The IDHA would like to inform ISDS that a registered nurse’s entry-level degree is also a two-year associate’s degree. Is this to say that registered nurses are unqualified to care for the elderly as well? Certainly not! This is yet another example of how ISDS continues to fight licenced dental hygienists and limit their ability to practise to the fullest extent possible.
Dentists in Illinois argue they can’t afford to treat those who have state-funded dental insurance, are uninsured, or are destitute. They also don’t want dental hygienists to look after them. Why? ISDS demonstrates the strength of lobbying groups in altering regulations on where health professionals can practise and who retains the profits, as the article clearly states. And who is the one who suffers? The state’s most vulnerable residents.
The Illinois State Dental Society further alleges that developing the PHDH curriculum required years after the Illinois Dental Practice Act was changed to allow direct preventative treatment by a public health dental hygienist.
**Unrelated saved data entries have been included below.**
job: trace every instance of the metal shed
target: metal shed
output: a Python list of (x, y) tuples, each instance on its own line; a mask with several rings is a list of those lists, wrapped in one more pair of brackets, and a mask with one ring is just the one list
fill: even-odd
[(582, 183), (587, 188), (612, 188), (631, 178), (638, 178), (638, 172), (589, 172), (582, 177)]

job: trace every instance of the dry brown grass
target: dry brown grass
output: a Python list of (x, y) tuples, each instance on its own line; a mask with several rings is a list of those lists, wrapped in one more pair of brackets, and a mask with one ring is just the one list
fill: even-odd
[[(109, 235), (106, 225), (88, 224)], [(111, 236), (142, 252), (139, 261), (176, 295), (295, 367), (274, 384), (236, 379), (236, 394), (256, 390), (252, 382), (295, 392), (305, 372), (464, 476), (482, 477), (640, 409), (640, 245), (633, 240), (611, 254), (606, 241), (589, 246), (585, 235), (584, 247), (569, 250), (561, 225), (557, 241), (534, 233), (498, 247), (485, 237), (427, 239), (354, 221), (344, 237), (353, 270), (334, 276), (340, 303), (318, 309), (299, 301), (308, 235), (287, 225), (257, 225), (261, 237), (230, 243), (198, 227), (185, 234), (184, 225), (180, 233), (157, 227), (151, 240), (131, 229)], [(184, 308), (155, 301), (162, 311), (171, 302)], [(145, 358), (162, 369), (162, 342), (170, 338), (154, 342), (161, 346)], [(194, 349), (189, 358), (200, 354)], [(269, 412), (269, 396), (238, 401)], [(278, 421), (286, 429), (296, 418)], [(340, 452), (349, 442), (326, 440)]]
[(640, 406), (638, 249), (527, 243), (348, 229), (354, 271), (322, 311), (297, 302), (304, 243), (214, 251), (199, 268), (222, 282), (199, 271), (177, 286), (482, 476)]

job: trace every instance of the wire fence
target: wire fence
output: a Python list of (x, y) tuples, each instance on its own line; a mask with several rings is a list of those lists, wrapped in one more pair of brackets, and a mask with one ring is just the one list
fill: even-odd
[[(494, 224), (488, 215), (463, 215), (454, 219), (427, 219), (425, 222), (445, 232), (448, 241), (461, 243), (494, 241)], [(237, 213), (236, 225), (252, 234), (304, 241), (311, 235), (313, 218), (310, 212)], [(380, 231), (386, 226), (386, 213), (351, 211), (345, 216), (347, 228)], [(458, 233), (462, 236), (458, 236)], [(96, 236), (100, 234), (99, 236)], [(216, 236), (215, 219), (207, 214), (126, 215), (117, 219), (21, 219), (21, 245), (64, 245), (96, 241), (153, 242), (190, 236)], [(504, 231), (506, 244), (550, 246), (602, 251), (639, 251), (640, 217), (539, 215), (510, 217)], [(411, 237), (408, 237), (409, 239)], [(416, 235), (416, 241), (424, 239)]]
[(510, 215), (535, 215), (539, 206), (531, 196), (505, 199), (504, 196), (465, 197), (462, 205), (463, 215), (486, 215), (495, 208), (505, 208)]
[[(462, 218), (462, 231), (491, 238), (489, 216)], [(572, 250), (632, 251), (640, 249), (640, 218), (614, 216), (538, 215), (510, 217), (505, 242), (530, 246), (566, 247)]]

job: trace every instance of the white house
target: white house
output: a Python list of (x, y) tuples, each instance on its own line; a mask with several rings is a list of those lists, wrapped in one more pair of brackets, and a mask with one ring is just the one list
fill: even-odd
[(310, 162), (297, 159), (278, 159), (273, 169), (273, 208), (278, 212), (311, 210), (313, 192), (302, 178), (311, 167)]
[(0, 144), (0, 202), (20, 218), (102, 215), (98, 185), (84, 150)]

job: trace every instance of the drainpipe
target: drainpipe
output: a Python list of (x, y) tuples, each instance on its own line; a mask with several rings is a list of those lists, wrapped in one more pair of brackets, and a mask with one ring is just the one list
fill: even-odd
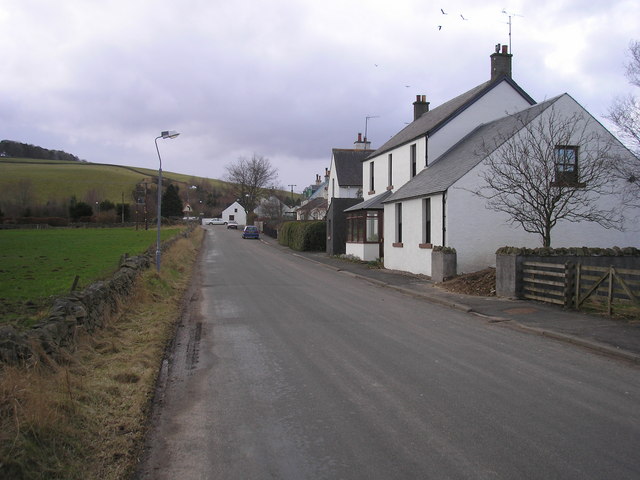
[(442, 246), (447, 246), (447, 191), (442, 192)]

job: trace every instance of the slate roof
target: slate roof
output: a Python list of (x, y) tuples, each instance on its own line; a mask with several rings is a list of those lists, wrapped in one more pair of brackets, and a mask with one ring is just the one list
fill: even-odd
[(314, 209), (326, 209), (327, 208), (327, 199), (326, 198), (322, 198), (322, 197), (318, 197), (318, 198), (313, 198), (311, 200), (309, 200), (307, 203), (305, 203), (304, 205), (301, 205), (298, 210), (302, 210), (303, 212), (310, 212)]
[[(485, 140), (490, 141), (510, 136), (549, 108), (561, 96), (478, 126), (443, 153), (435, 162), (400, 187), (385, 200), (385, 203), (444, 192), (485, 158), (484, 154), (480, 154), (485, 150)], [(498, 146), (495, 145), (495, 148)]]
[(425, 134), (433, 134), (445, 126), (464, 110), (482, 98), (488, 91), (499, 83), (506, 81), (531, 105), (536, 102), (511, 78), (502, 76), (493, 81), (488, 81), (472, 88), (468, 92), (459, 95), (442, 105), (423, 113), (419, 118), (411, 122), (396, 135), (391, 137), (380, 148), (375, 150), (368, 158), (376, 157), (405, 143), (412, 142)]
[(376, 195), (369, 200), (365, 200), (364, 202), (357, 203), (353, 207), (347, 208), (345, 212), (355, 212), (357, 210), (382, 210), (384, 209), (382, 202), (389, 198), (391, 194), (392, 191), (387, 190), (386, 192)]
[(373, 150), (334, 148), (332, 150), (333, 163), (338, 184), (344, 187), (361, 187), (362, 161), (372, 152)]

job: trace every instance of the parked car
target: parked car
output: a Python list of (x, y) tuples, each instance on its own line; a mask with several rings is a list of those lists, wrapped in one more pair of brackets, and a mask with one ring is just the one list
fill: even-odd
[(260, 231), (258, 230), (258, 227), (254, 225), (247, 225), (246, 227), (244, 227), (244, 230), (242, 231), (242, 238), (259, 239)]
[(233, 220), (229, 221), (227, 223), (227, 228), (235, 228), (237, 230), (238, 229), (238, 222), (234, 222)]
[(227, 222), (225, 222), (222, 218), (210, 218), (209, 221), (207, 222), (207, 225), (226, 225)]

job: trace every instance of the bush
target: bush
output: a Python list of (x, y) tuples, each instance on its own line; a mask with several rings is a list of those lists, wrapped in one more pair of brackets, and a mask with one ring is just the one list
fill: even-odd
[(286, 222), (278, 233), (278, 243), (299, 252), (324, 251), (326, 233), (323, 220)]

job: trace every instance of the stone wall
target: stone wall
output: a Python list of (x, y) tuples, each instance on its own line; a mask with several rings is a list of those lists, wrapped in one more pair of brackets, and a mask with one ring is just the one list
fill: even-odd
[[(162, 250), (190, 233), (163, 242)], [(155, 246), (143, 255), (124, 258), (111, 278), (57, 298), (49, 316), (29, 330), (1, 326), (0, 363), (22, 363), (42, 354), (56, 358), (73, 348), (79, 330), (91, 333), (104, 327), (132, 293), (138, 275), (152, 265), (154, 253)]]

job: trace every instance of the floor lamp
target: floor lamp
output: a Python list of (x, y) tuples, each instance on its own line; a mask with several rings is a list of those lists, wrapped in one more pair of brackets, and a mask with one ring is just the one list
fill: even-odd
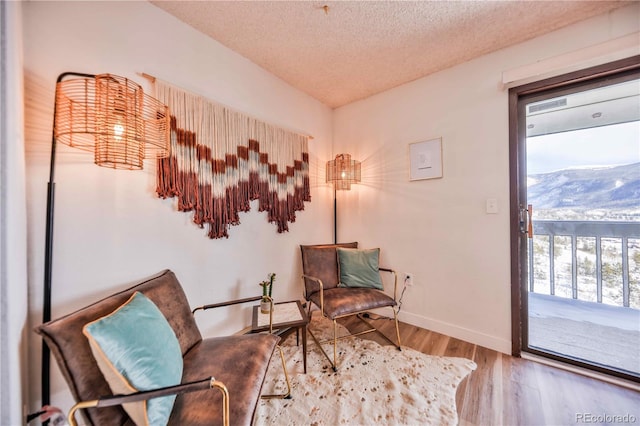
[[(73, 77), (73, 78), (68, 78)], [(56, 143), (94, 154), (98, 166), (141, 170), (149, 157), (169, 154), (169, 108), (142, 87), (112, 74), (66, 72), (56, 81), (47, 186), (42, 321), (51, 320)], [(42, 405), (50, 403), (50, 353), (42, 344)]]
[(327, 183), (333, 184), (333, 243), (338, 244), (338, 202), (336, 191), (350, 190), (361, 180), (361, 164), (349, 154), (338, 154), (327, 161)]

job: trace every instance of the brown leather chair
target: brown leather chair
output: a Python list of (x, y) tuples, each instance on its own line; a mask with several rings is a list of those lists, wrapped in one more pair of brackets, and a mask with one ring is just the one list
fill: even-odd
[[(155, 303), (176, 334), (184, 363), (182, 384), (130, 395), (113, 395), (82, 328), (113, 312), (136, 291)], [(208, 307), (215, 306), (197, 309)], [(49, 346), (77, 402), (69, 413), (70, 423), (75, 423), (75, 411), (83, 409), (81, 413), (86, 424), (100, 426), (132, 425), (133, 421), (121, 404), (170, 394), (178, 396), (169, 424), (251, 425), (267, 367), (279, 348), (279, 338), (272, 334), (203, 339), (182, 286), (169, 270), (40, 325), (35, 331)], [(284, 366), (281, 351), (280, 356)], [(211, 388), (218, 391), (204, 390)]]
[[(385, 340), (401, 350), (400, 331), (398, 328), (398, 305), (396, 294), (398, 287), (397, 273), (392, 269), (379, 268), (379, 271), (390, 273), (394, 277), (393, 298), (383, 291), (374, 288), (351, 288), (340, 287), (340, 271), (337, 248), (357, 249), (358, 243), (344, 244), (319, 244), (301, 245), (302, 250), (302, 278), (304, 281), (304, 298), (310, 302), (309, 318), (311, 318), (312, 304), (317, 306), (321, 315), (333, 321), (333, 339), (320, 342), (309, 330), (311, 337), (320, 347), (327, 357), (334, 371), (337, 371), (337, 320), (351, 315), (356, 315), (361, 321), (368, 325), (365, 331), (351, 334), (344, 337), (353, 337), (370, 332), (379, 333)], [(393, 311), (393, 320), (396, 326), (397, 343), (389, 339), (384, 333), (378, 330), (371, 322), (364, 318), (367, 311), (378, 308), (389, 307)], [(333, 360), (322, 348), (322, 344), (333, 343)]]

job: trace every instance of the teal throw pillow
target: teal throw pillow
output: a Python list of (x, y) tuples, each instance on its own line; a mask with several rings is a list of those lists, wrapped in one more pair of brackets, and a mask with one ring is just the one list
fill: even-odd
[(380, 249), (336, 249), (340, 266), (338, 287), (368, 287), (382, 290), (379, 272)]
[[(135, 292), (114, 312), (84, 326), (98, 367), (114, 394), (180, 384), (182, 351), (160, 309)], [(175, 395), (124, 404), (137, 425), (166, 425)]]

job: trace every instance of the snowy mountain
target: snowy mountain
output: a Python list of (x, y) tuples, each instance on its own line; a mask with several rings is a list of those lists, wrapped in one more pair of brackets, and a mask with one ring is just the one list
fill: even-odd
[(529, 175), (527, 183), (538, 209), (640, 208), (640, 163)]

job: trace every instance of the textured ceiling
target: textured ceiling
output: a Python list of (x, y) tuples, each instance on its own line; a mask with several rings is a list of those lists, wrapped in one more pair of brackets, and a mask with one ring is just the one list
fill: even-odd
[(632, 1), (151, 3), (336, 108)]

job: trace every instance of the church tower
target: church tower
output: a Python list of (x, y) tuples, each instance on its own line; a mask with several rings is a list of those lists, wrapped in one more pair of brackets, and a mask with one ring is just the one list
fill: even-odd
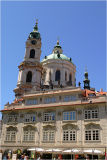
[(90, 80), (88, 79), (88, 72), (86, 71), (85, 73), (84, 73), (84, 77), (85, 77), (85, 79), (84, 79), (84, 89), (90, 89)]
[(38, 22), (34, 26), (33, 32), (29, 34), (26, 41), (24, 61), (18, 66), (19, 75), (17, 88), (14, 89), (18, 98), (23, 93), (32, 89), (40, 90), (42, 66), (40, 64), (41, 36), (38, 32)]

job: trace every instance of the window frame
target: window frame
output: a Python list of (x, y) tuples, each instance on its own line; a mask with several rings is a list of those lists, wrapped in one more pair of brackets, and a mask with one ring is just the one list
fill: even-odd
[(45, 104), (56, 103), (56, 97), (46, 97), (46, 98), (44, 99), (44, 103), (45, 103)]
[(24, 142), (35, 142), (35, 131), (34, 130), (24, 130), (23, 131), (23, 141)]
[[(64, 133), (64, 132), (66, 132), (66, 133)], [(67, 142), (67, 143), (68, 142), (76, 142), (76, 140), (77, 140), (77, 131), (75, 129), (64, 129), (62, 138), (63, 138), (63, 142)]]
[(38, 99), (27, 99), (26, 100), (26, 105), (37, 105), (38, 104)]
[(7, 141), (7, 142), (15, 142), (16, 141), (16, 131), (15, 130), (11, 130), (11, 131), (7, 130), (6, 131), (5, 141)]
[(84, 120), (94, 120), (94, 119), (99, 119), (99, 111), (98, 111), (98, 109), (93, 109), (93, 110), (87, 109), (87, 110), (84, 110)]
[(72, 102), (72, 101), (76, 101), (77, 100), (77, 96), (76, 95), (65, 95), (64, 96), (64, 102)]
[(24, 116), (24, 123), (35, 123), (36, 122), (36, 115), (33, 113), (27, 113)]
[[(87, 135), (88, 137), (90, 137), (90, 139), (89, 139), (89, 138), (86, 139), (86, 132), (90, 132), (90, 136)], [(93, 138), (94, 132), (98, 132), (98, 133), (96, 133), (97, 135), (95, 134), (95, 139)], [(98, 137), (98, 139), (97, 139), (96, 137)], [(100, 129), (88, 129), (88, 130), (85, 130), (85, 141), (86, 141), (86, 142), (100, 141)]]
[(43, 130), (43, 142), (55, 142), (55, 130)]
[(56, 113), (55, 112), (44, 112), (43, 113), (43, 121), (44, 122), (54, 122), (55, 120), (56, 120)]
[(64, 111), (63, 121), (76, 121), (76, 111)]
[(8, 123), (17, 123), (19, 115), (8, 115)]

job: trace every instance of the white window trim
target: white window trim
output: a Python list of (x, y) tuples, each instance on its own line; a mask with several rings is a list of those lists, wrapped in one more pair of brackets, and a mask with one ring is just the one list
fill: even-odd
[[(15, 138), (13, 140), (12, 140), (12, 133), (14, 133), (14, 135), (15, 135)], [(5, 141), (7, 141), (7, 142), (15, 142), (16, 141), (16, 131), (6, 131)]]
[[(70, 132), (75, 132), (75, 140), (70, 140)], [(64, 140), (64, 132), (68, 132), (68, 140)], [(72, 135), (73, 135), (73, 133), (72, 133)], [(63, 130), (63, 142), (76, 142), (76, 140), (77, 140), (77, 131), (75, 130), (75, 129), (64, 129)]]
[[(28, 132), (28, 134), (25, 134), (25, 132)], [(33, 136), (34, 136), (32, 140), (30, 139), (30, 137), (32, 135), (32, 134), (30, 134), (31, 132), (33, 133)], [(25, 137), (27, 137), (28, 139), (26, 139)], [(30, 142), (30, 141), (31, 142), (35, 142), (35, 131), (34, 130), (25, 130), (25, 131), (23, 131), (23, 141), (24, 142)]]
[[(47, 134), (46, 136), (47, 136), (47, 138), (45, 139), (44, 137), (44, 134)], [(51, 139), (50, 140), (50, 134), (51, 134), (51, 136), (52, 136), (52, 134), (53, 134), (53, 139)], [(55, 130), (47, 130), (47, 131), (45, 131), (45, 130), (43, 130), (43, 142), (55, 142)]]
[[(91, 140), (86, 140), (86, 131), (91, 131)], [(99, 135), (99, 139), (98, 140), (93, 140), (93, 131), (98, 131), (98, 135)], [(87, 129), (87, 130), (85, 130), (85, 141), (86, 142), (95, 142), (95, 141), (100, 141), (101, 139), (100, 139), (100, 129)]]
[[(90, 116), (91, 116), (90, 118), (85, 118), (85, 115), (86, 115), (86, 113), (85, 113), (85, 112), (86, 112), (86, 111), (87, 111), (87, 112), (88, 112), (88, 111), (90, 112)], [(92, 111), (97, 111), (97, 115), (98, 115), (98, 117), (97, 117), (97, 118), (93, 118), (93, 117), (92, 117)], [(87, 114), (88, 114), (88, 113), (87, 113)], [(94, 120), (94, 119), (99, 119), (99, 111), (98, 111), (98, 109), (93, 109), (93, 110), (91, 110), (91, 109), (87, 109), (87, 110), (84, 110), (84, 119), (85, 119), (85, 120)]]
[[(35, 117), (35, 121), (31, 120), (32, 117)], [(28, 121), (26, 121), (26, 119), (29, 119)], [(26, 114), (24, 116), (24, 123), (35, 123), (36, 122), (36, 115), (35, 114)]]
[[(47, 114), (47, 116), (49, 117), (49, 120), (46, 120), (45, 119), (45, 115)], [(45, 112), (44, 114), (43, 114), (43, 121), (44, 122), (54, 122), (55, 121), (55, 119), (53, 120), (52, 119), (52, 115), (51, 114), (54, 114), (54, 117), (56, 118), (56, 115), (55, 115), (55, 112)]]

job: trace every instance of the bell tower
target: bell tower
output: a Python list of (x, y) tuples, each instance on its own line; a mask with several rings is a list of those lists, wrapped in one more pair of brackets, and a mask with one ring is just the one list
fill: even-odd
[(14, 89), (17, 98), (22, 96), (23, 93), (29, 92), (31, 89), (40, 90), (42, 73), (40, 56), (41, 36), (38, 32), (38, 22), (36, 21), (34, 29), (26, 41), (24, 61), (18, 66), (19, 75), (17, 88)]
[(86, 71), (85, 73), (84, 73), (84, 77), (85, 77), (85, 79), (84, 79), (84, 89), (90, 89), (90, 80), (88, 79), (88, 72)]

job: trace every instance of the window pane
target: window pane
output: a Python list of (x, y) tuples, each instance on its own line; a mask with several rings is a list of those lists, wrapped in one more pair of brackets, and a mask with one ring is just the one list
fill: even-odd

The fact that legislation was tangled up in the administrative rules process from 2015 to 2019 was conveniently overlooked. Within nine months of completing this procedure, the hygienists’ association established, implemented, and graduated the first class of PHDHs.
The article correctly mentions that Illinois lags behind a number of other states. In fact, 38 other states allow dental hygienists to work with patients unattended. The article also correctly claims that the Illinois State Dental Society is politically wealthy and influential. This enables them to give generously to legislators.
The Illinois Dental Hygienists’ Association would like to thank KHN for exposing the truth that the Illinois State Dental Society is motivated by profits and control rather than providing access to care. Now that lawmakers understand ISDS’ genuine motivations for restricting Illinois dental hygienists’ scope of practise, they may approve legislation to ensure that all Illinois residents have access to the oral health care they need, want, and deserve.